The CLEAR Commission has been meeting since early 2005 in an intensive process to review and reform the Illinois Criminal Code and Code of Corrections to make them more readable, understandable, consistent and just. The 22 person Commission includes respected policy makers and practitioners representing diverse perspectives on the criminal justice system, as well as the geographic, racial and economic composition of the state. DePaul Emeritus Professor of Law, John F. Decker, is Special Advisor to the Criminal Law Edit, Alignment and Reform (CLEAR) Initiative.
Over the years, cumulative piecemeal changes have resulted in a confusing collection of laws that do not serve the needs of police,prosecutors, judges or the accused. Some sections had actually been ruled unconstitutional. Others had confusing language with many redundancies and inconsistencies that sorely needed to be streamlined and put into a logical organization.
Benefits of a less complex Illinois Criminal Code will include :
- The Code will be more accessible to laypeople trying to obey the law.
- Judges and lawyers will find the code easier to understand and apply.
- It will eliminate disputes over interpretation of the Code that can reduce costly retrials, court delays and mistakes.
- The size of the Code will be reduced significantly. and indexing will be improved.

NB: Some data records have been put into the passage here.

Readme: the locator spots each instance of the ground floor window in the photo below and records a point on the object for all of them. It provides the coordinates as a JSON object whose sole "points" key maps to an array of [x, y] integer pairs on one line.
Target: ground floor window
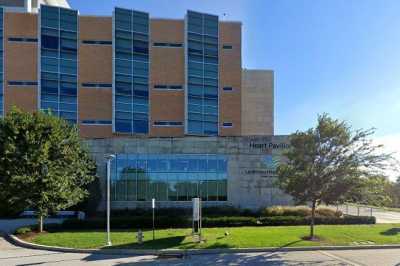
{"points": [[169, 177]]}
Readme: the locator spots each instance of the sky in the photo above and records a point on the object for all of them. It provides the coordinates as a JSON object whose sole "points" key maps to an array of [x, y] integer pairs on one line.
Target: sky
{"points": [[341, 57]]}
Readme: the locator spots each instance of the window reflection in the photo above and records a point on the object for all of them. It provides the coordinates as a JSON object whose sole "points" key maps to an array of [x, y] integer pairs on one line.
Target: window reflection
{"points": [[169, 177]]}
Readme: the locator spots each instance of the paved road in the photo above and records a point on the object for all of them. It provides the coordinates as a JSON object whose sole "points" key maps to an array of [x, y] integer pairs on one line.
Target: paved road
{"points": [[13, 256], [10, 225]]}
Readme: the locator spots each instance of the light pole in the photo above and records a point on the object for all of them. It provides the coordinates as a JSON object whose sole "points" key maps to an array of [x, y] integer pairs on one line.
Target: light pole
{"points": [[109, 158]]}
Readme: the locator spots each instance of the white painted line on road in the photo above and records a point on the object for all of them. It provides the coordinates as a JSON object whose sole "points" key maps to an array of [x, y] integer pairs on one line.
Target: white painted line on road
{"points": [[339, 258]]}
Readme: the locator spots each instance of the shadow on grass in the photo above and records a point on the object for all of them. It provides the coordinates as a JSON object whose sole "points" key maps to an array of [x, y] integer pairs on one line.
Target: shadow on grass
{"points": [[167, 242], [391, 232], [219, 245]]}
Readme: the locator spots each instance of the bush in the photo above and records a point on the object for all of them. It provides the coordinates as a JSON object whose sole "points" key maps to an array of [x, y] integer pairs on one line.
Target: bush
{"points": [[327, 212], [162, 222], [297, 220], [23, 230], [301, 211], [287, 211], [229, 221], [126, 222]]}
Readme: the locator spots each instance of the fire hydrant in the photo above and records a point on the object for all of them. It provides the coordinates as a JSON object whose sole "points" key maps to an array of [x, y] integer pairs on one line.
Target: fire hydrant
{"points": [[139, 237]]}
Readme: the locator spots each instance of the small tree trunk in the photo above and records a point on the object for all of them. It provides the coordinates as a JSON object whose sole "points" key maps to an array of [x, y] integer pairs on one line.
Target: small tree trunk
{"points": [[312, 219], [40, 223]]}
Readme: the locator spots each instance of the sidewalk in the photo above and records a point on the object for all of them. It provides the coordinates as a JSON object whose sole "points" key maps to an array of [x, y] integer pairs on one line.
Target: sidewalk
{"points": [[10, 225]]}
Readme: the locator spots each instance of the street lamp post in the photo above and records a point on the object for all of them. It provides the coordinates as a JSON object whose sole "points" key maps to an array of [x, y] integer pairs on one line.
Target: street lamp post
{"points": [[109, 157]]}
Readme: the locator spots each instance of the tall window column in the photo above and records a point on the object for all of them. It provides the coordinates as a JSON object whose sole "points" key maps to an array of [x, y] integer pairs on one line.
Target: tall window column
{"points": [[59, 62], [131, 72], [1, 63], [202, 74]]}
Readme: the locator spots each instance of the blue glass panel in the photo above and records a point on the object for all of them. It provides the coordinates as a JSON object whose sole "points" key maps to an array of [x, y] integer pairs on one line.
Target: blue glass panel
{"points": [[58, 58], [124, 126], [141, 126], [202, 63]]}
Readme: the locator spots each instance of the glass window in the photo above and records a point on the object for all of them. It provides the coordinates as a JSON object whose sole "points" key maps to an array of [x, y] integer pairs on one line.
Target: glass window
{"points": [[203, 79], [131, 70], [59, 62], [169, 177]]}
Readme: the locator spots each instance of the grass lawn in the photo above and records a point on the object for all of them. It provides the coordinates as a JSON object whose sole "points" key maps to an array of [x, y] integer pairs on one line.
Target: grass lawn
{"points": [[239, 237]]}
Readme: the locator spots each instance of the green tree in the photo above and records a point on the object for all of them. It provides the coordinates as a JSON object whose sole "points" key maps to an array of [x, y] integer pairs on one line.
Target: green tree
{"points": [[325, 163], [42, 163]]}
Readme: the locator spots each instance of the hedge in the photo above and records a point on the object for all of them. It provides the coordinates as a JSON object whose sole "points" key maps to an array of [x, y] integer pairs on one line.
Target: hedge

- Policy makers will more easily understand the implications of amendments proposed in the future.
- The new Code will limit the opportunity for lengthy and expensive appeals due to confusion with the existing Code.
The changes the commission has recommended have to be implemented by legislation by the General Assembly. A series of bills have been approved by the General Assembly. Some of the previous bills passed by the legislature are listed on the CLEAR Commission web page.
According to a May 31, Chicago Daily Law Bulletin article, what should be the final two bills of the multi-year revision process, are ready for Governor Quinn's signature. One of those bills officially changes the name of Illinois Criminal Code to the"Criminal Code of 2012". ("CLEAR bills head to Quinn", Josh Weinhold p.1 )
As a way to maintain the hard-earned order of the new code, the Commission has established a compliance subcommittee that will review bills that call for penalty enhancements or create new crimes. Also the 18-member Sentencing Policy Advisory Committee, will "...study the states sentencing practices and offer objective policy recommendations to improve the system."
Senator Kirk Dillard, R - Hinsdale, is quoted in the article saying that ‘A lot has changed in the criminals' minds and techologý since 1961,” “So to have a Criminal Code of 2012 a least shows legislators and practitioners, decades from now, that we did something to modernize our efforts to combat crime in Illinois."